Veroniques Geist schwebte halb in der Wand, nur ihr Oberkörper ragte in den engen Flur. „Die Kombination ist 90-82-105.“
„Wie deine Maße?“, riet ich, während ich das Tresorrädchen in der Tür drehte.
„Hallo? 82? 105?“ Veronique blickte empört an sich hinab. „Du spinnst wohl!“
Die Tür ließ sich öffnen, und dahinter offenbarte sich eine gänzlich andere Welt. An der nackten Steinwand hingen martialische Klingenwaffen, Schilde, Rüstungsplatten. Auf der anderen Seite war ein Steckbrett angebracht, an dem Pistolen und sogar eine Schrotflinte hingen. Zahlreiche große Aktenordner schließlich dominierten die dritte Wand.
„Willkommen in unserer Waffenkammer und unserem Archiv“, sagte Veronique, schwebte zur Mitte des Raumes und drehte sich dort einmal um ihre eigene Achse.
„Und was soll ich hier?“ Ich rümpfte die Nase, denn es roch nach Muff und altem Papier.
Veronique kam auf mich zugeschossen und ich musste an die Szene mit der Bibliothekarin in Ghostbusters denken. Aber ihr Gespenstergesicht blieb so attraktiv wie eh und je, wenn auch ein bisschen durchscheinender.

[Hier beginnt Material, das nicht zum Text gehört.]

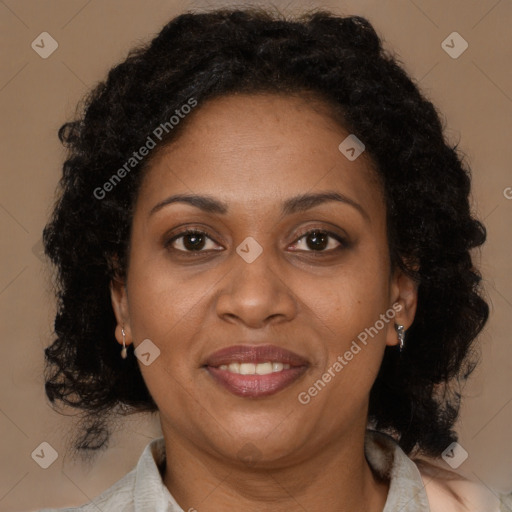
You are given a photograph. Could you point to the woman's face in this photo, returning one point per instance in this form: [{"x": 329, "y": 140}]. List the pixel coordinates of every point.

„Du sollst lernen, du Hohlbirne. Ich werde nicht immer hier sein können. Die Grenze aus dem Totenreich zu überwinden ist anstrengend und Zeit vergeht dort anders als hier. Ich werde versuchen, dir zur Seite zu stehen, aber ich kann es nicht garantieren.“
„Ach“, sagte ich. „Soll ich dich dann ab jetzt Deus nennen?“
„Wieso Deus?“
„Na, wie in Deus Ex Machina. Die Lösung, die auftaucht, wenn der Held in verzweifelter Lage ist und …“
„Da haben wir schon den ersten Fehler“, sagte Veronique und schwebte zu einer Arbeitsplatte, auf der ein Laptop stand.
„Hu?“
„Du bist kein Held. Noch nicht. Aktuell bist du noch ein dickärschiger Vollnerd mit dem Verstand einer Stubenfliege und einem Wissen über die übernatürliche Welt, die auf einen Stecknadelkopf passt.“
Langsam wurde ich aber doch ziemlich wütend. Ich ging zu Veronique und wollte sie stupsen. Aber meine Hand glitt durch ihre Schulter bis in ihren Brustkorb. Meine Finger wurden eiskalt und mir wurde schwindelig.
Veronique stieß ein Kreischen aus und huschte zur Seite. „Lass das!“
Ich musste mich auf den Stuhl vor der Arbeitsplatte fallen lassen und brauchte einige Sekunden, um wieder klar zu werden.
„Was war das denn?“
„Das war ein kurzer Kontakt mit der Welt der Toten. Ich sag doch, du hast keinen blassen Schimmer. Also fang an zu lernen.“ Veronique schwebte langsam zu mir und lächelte auf mich hinab. „Verbock’s nicht, Klaus.“
Dann löste sie sich langsam auf. „He, Nein! Ich … Ich hab doch keine Idee, wo ich anfangen soll.“
Aber da war Veroniques Geist vollständig verschwunden.
Na toll, dachte ich. Das ist so, als wenn man Batman erstmal zum Pauken in die Grundschule schickt.
„Fangen wir mit dem Wichtigsten an“, beschloss ich, startete den Laptop (kein Passwortschutz – wer war hier der N00b?) und suchte nach Youtube-Videos dazu, wie man eine Pistole benutzte.